In 2005, Crow’s Hall was purchased by a long standing client of ours who embarked on an extensive repair schedule on the house, which was prepared and managed by Nicholas Jacob Architects and executed by R & J Hogg, These works included re-roofing of the north range and the removal of some late 20th century additions. Which included the reordering of an existing extension on the north side. These works have received awards for Craftsmanship by the Suffolk Association of Architects. Because of the extensive nature of the works there was a need to work closely with the Local Authority and English Heritage. Although some research had been undertaken on site to understand the house, Nicholas Jacob Architects, appointed building historian Philip Aitkins and Joanna Martin to look at records and found archaeology during the works to further understand the buildings development.
The owner has also landscaped the inner moat, the design of which has been influenced by traditional gardens and includes a kitchen, formal garden with dipping pool, and a courtyard following early foundations of the former Hall and South wing. The knot garden on the north side also following foundations discovered during the renovations. These have all been designed and laid out by Lady Tollemache, Garden Designer. Outside the hall’s moat are further moat structures, which relate to 18th Century landscapes, although these moats probably started life as mediaeval fish ponds. To the northwest, between the moats, is the 16th Century dovecote and to the south is the fine barn which is thought to be the longest range in East Anglia.
Crow’s Hall is a Grade II* listed 16th Century Moated Manor House. It is situated on a summit of ground rising from the River Deben at Debenham, and is approached by a straight avenue flanked by a double row of oaks.
Most of the 16th century and earlier parts of the manor house were demolished by about 1700. This included the Great Hall range to the east and the service wing to the south. This left the north reception wing which was built around 1560 and the gatehouse to the west still standing, interlinked by a screen.

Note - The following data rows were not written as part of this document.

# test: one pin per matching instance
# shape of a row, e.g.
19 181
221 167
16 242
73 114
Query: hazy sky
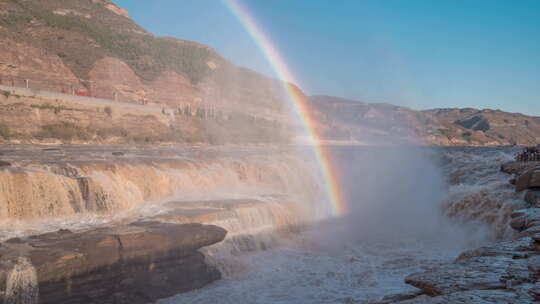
417 53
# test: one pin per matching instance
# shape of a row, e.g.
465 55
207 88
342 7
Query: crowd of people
529 154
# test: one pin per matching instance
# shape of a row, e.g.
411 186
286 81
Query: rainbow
298 99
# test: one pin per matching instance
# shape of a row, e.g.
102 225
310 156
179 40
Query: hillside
348 119
93 48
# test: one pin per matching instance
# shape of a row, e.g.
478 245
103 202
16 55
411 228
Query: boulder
533 197
516 167
525 218
473 296
529 179
136 263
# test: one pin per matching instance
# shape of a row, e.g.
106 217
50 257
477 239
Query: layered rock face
136 263
28 117
94 49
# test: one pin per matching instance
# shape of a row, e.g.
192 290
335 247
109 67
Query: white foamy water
332 264
305 270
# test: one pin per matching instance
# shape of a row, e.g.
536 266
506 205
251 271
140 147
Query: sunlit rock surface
135 263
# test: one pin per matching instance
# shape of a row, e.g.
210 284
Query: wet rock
533 197
525 218
518 167
535 292
473 296
529 179
479 273
393 298
126 264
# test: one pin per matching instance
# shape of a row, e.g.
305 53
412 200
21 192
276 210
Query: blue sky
416 53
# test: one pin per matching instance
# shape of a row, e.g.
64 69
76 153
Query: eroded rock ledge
136 263
504 272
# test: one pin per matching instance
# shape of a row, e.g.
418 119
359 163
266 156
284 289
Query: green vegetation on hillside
146 54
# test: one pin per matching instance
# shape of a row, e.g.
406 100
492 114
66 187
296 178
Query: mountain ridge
440 126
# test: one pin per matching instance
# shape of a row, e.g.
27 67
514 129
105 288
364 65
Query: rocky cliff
92 48
348 119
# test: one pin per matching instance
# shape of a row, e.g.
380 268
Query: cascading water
399 225
81 195
479 192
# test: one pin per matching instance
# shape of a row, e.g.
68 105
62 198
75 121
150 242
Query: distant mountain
349 119
94 48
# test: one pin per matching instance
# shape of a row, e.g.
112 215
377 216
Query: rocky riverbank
144 223
503 272
136 263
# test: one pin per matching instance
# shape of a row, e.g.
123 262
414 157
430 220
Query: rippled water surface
352 262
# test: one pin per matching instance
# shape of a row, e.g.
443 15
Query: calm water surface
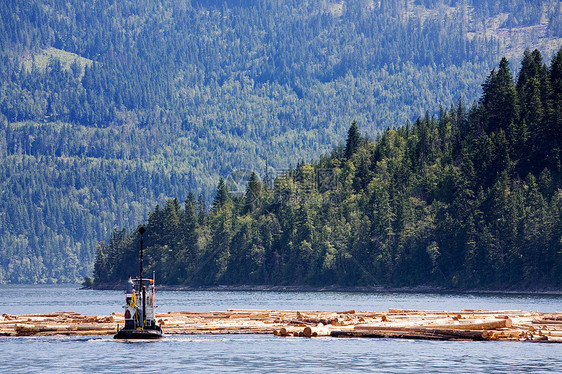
268 354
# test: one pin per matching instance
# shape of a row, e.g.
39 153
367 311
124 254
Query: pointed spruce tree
353 140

By about 1700, a narrow single-story range filled the space between the gatehouse and the west gable of the north wing. At the same time a small service wing was added to the north side, re-using roof timbers apparently from the demolished Great Hall. There is also an extension within the courtyard built soon after 1900. The north wing contains an upper dining chamber (since divided into bedrooms) with panelling of c.1560, and more of it has been moved round within the building. The dining chamber was approached by what may be the earliest example of a balustraded box staircase in England.